MIO FIGLIO NERONE (My Son, Nero), released in 1956, is a raucous comedy played very broadly, built around the ultimate over-bearing Mother from Hell. Anyone who has seen a number of Italian historical films (as I have) set during the Roman Empire can attest that one of the more entertaining elements in such films, even in a feature that is not so good overall, is the depiction of Nero. He’s often played as foppish, petulant, self-absorbed, childish, vindictive, and a glutton. As interpreted by the great Italian comic actor ALBERTO SORDI here, he’s many of those things, but most of all, devoted to his annoying lute playing and singing, which he tries to inflict on as many others as possible, but they always try to find ways to get out of hearing it. Although Sordi is more of a leading-man type than, say, Dom DeLuise, the performance would fit right into a Mel Brooks film and the overall tone is not unlike something by Brooks. However, instead of a Brooks film where we might see Cloris Leachman or Madeline Kahn in the role of an over-the-top, shrewish mother, here we get Gloria Swanson, pulling out all the stops in her performance. I’ve read that the film was shot MOS (without live sound), and thus all the actors are looped, but whoever did Swanson’s voice in Italian clearly was familiar with Swanson’s phrasing and mannerisms, and the voice is quite fitting for the character. If Ms. Swanson did speak Italian, this is the voice she would have had.
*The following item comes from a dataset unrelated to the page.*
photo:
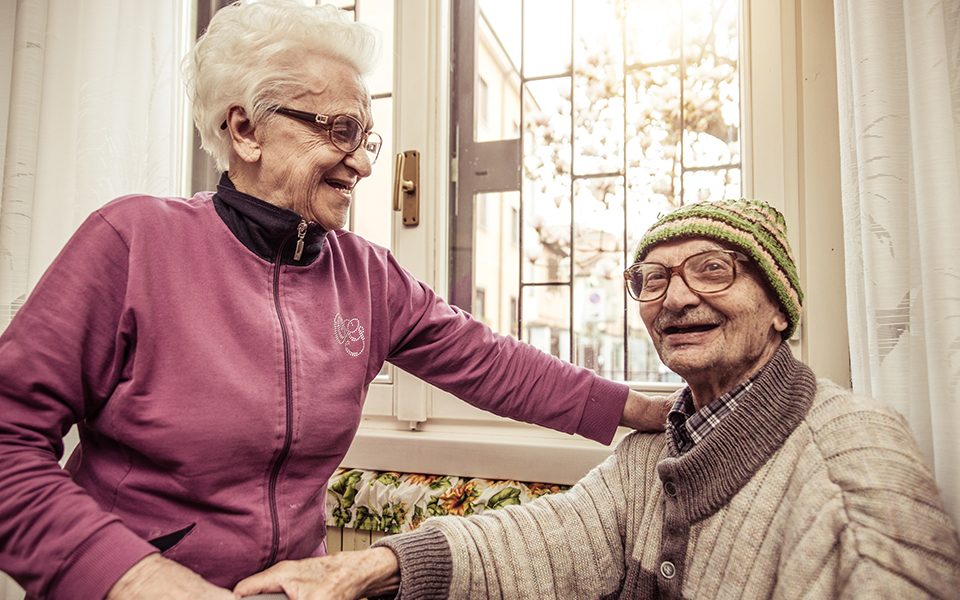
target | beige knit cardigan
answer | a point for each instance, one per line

Throughout the film, Nero tries to have his mother killed in many ways—-a nest of vipers, a ceiling crashing down upon her, being clubbed to death, etc.—but she ALWAYS comes back, and then downgrades her son on what a failure he is in that he can’t even kill an old lady like her! They have loud arguments, she hits him and he holds his arms over his head like a baby would, they insult each other, etc. It’s classic lowbrow comedy (something Italians understand well!), and it’s Gloria Swanson unleashed!

Gloria Swanson always took chances with her career….choosing edgy projects like SADIE THOMPSON and QUEEN KELLY at the height of her fame….playing the role of Norma Desmond in Sunset Boulevard with the risk of being typecast as a Norma Desmond-type by a generation or two who did not know the real Swanson and thus did not know she was acting (assuming she was “playing herself,” which she certainly was not). Doing this film, with an over-the-top performance and lots of physical comedy and an unglamorous (to say the least!) part, was not what one would expect someone concerned about safe career moves to do, as she tried to build on the comeback started with SUNSET BOULEVARD. However, Swanson never bothered with safe moves, and she surely had a ball playing this role. You can see in her eyes how much she is enjoying LETTING GO completely, and how she enjoyed the comic chemistry with Alberto Sordi.

MIO FIGLIO NERONE is not for everyone. Although beautifully shot and with fascinating production design (and in sumptuous widescreen and color), it IS a lowbrow comedy, and the best way to point that out is to observe that director STENO later did a number of the Bud Spencer “Flatfoot” comedies, which I happen to love, but which many film snobs would turn up their nose to. I found the film very entertaining and a wonderful missing-piece in the career of Gloria Swanson. If the above description sounds interesting to you, be sure to check it out if you ever get the chance to see it….the original Italian version, that is.